This interesting article from Huffington Post suggests that the movie Fight Club was “prescient” by showing just how cynical our society has become. It’s great to see this movie (one of my favorites of all time) to receive credit for capturing the spirit of Generation X (born 1961-1981).
And watching Fight Club, ten years later, with all that we have available to us, it seems even more prescient. For better and often for worse, we’ve become even more disconnected from ourselves. And even more narcissistic. People text, they twitter, they communicate online instead of talk on the phone or in person.
Fight Club is one of my favorite movies of all time and I think many Gen X’ers (males especially) feel the same way. It captures both the survivalism and nihilism that were the bread and butter of those times. One particularly strong theme is how the young men in the movie are so emasculated that the only way they can feel alive is to beat each other senseless.
The author of the book that the movie was based upon, Chuck Palanhiuk, is the proto-typical Gen X’er himself (he is a Portland native). Check out his wikipedia entry.
He worked as a tech writer (for an old-guard technology company in Portland) for many years, and I think many of the scenes in Fight Club are drawn from that experience. He is a pretty twisted guy, and he definitely goes for shock value. Note this part of the Wikipedia entry:
While on his 2003 tour to promote his novel Diary, Palahniuk read to his audiences a short story titled “Guts”, a tale of accidents involving masturbation, which appears in his book Haunted. It was reported that to that point, 40 people had fainted while listening to the readings. Playboy magazine would later publish the story in their March 2004 issue; Palahniuk offered to let them publish another story along with it, but the publishers found the second work too disturbing. On his tour to promote Stranger Than Fiction: True Stories in the summer of 2004, he read the story to audiences again, bringing the total number of fainters up to 53, and later up to 60, while on tour to promote the softcover edition of Diary. In the fall of that year, he began promoting “Haunted”, and continued to read “Guts”. At his October 4, 2004 reading in Boulder, Colorado, Palahniuk noted that, after that day, his number of fainters was up to 68. The last fainting occurred on May 28, 2007, in Victoria, British Columbia, Canada, where 5 people fainted, one of which occurred when a man was trying to leave the auditorium, which resulted in him falling and hitting his head on the door. Palahniuk is apparently not bothered by these incidents, which have not stopped fans from reading “Guts” or his other works. Audio recordings of his readings of the story have since circulated on the Internet. In the afterword of the latest edition of “Haunted”, Palahniuk reports that “Guts” is now responsible for 73 faintings.

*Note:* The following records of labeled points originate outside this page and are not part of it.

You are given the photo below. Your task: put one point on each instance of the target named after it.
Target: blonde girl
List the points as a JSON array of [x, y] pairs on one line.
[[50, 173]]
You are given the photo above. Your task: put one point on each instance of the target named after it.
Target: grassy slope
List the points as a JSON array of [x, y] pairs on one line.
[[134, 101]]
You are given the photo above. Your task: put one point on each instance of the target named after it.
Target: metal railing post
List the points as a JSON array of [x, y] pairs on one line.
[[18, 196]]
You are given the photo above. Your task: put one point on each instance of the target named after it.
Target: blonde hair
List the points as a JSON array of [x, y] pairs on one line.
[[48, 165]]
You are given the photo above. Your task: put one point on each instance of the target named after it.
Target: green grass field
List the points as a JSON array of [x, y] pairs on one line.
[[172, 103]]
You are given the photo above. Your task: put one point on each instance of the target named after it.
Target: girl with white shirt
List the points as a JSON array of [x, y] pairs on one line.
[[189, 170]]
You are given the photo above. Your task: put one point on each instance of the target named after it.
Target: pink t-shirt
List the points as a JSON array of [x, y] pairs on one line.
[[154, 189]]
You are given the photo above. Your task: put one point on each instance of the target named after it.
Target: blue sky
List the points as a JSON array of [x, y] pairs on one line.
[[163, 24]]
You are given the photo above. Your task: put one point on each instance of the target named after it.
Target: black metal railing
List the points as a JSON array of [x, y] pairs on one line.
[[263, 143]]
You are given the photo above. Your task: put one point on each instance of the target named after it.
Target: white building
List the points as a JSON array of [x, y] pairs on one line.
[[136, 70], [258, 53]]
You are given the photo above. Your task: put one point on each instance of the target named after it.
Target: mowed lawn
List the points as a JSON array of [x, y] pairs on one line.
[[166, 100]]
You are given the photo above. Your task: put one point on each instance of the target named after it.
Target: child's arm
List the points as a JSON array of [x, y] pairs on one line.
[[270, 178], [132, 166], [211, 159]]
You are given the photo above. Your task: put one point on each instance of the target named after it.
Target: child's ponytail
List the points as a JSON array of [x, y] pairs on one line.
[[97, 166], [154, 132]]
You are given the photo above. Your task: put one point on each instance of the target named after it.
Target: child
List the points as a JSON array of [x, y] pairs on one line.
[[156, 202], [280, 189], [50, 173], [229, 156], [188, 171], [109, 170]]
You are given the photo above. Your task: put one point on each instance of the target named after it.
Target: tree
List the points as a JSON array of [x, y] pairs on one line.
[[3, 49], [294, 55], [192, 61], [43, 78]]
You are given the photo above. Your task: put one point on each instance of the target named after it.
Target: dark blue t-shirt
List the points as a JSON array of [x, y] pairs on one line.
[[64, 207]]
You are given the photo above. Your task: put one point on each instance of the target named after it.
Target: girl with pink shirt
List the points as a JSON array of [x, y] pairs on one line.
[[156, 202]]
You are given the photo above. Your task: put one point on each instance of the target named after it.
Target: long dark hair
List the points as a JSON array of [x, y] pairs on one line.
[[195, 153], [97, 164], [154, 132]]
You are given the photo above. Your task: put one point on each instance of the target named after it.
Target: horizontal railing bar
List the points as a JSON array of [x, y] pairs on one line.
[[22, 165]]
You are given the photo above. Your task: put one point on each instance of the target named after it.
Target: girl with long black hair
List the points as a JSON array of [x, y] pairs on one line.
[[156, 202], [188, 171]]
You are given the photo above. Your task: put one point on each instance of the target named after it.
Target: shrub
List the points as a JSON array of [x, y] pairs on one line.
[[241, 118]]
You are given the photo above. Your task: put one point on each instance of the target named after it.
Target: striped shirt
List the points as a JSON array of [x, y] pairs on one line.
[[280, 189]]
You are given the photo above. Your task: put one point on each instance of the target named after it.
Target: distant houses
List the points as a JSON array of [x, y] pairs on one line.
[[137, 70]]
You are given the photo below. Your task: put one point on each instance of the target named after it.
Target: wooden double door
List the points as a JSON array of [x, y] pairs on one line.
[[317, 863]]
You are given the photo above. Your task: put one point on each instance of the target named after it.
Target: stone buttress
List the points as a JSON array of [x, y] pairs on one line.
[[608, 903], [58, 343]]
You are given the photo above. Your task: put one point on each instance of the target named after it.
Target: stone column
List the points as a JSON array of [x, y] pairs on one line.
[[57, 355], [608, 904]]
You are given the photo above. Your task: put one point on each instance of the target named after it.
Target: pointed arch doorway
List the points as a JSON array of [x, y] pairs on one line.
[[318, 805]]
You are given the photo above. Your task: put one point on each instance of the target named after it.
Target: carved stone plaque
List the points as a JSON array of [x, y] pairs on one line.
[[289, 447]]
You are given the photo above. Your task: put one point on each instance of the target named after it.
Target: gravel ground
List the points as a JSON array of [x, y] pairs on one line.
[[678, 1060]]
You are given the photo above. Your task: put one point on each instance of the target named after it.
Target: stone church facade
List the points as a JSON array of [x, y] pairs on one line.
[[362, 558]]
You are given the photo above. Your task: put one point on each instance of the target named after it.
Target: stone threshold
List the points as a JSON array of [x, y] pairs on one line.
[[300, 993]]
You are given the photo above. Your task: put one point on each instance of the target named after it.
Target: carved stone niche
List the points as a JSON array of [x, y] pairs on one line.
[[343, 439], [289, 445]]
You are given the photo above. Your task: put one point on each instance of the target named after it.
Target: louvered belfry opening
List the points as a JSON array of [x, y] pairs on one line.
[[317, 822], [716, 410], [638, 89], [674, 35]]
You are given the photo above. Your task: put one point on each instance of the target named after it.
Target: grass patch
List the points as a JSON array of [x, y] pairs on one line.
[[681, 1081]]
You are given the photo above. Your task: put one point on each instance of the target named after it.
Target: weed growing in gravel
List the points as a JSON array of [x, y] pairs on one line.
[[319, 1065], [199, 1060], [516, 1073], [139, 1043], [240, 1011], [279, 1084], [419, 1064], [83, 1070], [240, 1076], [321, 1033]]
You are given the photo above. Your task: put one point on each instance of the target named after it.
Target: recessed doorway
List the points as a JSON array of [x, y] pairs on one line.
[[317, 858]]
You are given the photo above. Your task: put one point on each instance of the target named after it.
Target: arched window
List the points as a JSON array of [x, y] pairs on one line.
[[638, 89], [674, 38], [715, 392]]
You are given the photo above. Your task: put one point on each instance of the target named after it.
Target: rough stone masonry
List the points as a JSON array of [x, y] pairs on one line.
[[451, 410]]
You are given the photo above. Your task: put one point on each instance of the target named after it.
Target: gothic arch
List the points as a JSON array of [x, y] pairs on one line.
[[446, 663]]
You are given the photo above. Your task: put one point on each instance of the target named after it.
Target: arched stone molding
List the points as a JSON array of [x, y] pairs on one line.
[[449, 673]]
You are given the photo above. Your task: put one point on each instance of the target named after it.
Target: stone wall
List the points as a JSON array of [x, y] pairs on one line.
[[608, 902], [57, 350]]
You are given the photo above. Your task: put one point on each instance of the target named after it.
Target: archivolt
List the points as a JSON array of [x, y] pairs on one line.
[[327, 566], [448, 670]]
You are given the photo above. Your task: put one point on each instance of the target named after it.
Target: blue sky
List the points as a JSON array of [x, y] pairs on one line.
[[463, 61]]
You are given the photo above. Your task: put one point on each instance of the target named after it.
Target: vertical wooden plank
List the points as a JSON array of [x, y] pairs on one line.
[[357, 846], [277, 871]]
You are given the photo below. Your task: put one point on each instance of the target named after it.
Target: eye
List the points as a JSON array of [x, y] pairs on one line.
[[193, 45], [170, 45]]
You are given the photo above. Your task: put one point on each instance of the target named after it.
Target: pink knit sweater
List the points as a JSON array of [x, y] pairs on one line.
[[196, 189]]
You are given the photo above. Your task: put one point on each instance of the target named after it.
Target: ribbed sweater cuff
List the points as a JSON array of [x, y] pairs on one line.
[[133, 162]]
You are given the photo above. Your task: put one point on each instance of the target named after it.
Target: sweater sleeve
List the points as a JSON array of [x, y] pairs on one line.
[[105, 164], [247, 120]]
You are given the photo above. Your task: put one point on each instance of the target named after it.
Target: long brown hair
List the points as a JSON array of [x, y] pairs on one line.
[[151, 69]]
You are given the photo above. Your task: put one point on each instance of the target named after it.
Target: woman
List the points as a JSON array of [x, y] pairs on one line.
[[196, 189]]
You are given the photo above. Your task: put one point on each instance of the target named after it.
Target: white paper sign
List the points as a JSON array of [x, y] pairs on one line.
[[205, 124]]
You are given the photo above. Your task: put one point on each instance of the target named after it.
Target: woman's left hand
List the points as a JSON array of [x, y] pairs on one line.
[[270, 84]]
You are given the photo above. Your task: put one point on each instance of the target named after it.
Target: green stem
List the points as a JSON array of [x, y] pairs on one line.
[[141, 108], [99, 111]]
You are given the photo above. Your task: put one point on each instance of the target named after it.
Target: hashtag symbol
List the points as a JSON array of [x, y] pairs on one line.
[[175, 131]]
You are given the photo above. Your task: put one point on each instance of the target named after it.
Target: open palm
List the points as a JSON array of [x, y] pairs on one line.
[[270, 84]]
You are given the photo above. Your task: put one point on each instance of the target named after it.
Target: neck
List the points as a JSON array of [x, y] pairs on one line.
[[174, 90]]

David Fincer did an amazing job directing the adaptation of Fight Club. If you read the book you would swear there is no way they could make a movie out of it. But I wonder if Fincer can capture the Millennial (born 1982-2004) theme with The Social Network. The author of this article seems to think that the Millennials are the ones living out the Fight Club nihilism, when it is in fact the X’ers heading into middle age.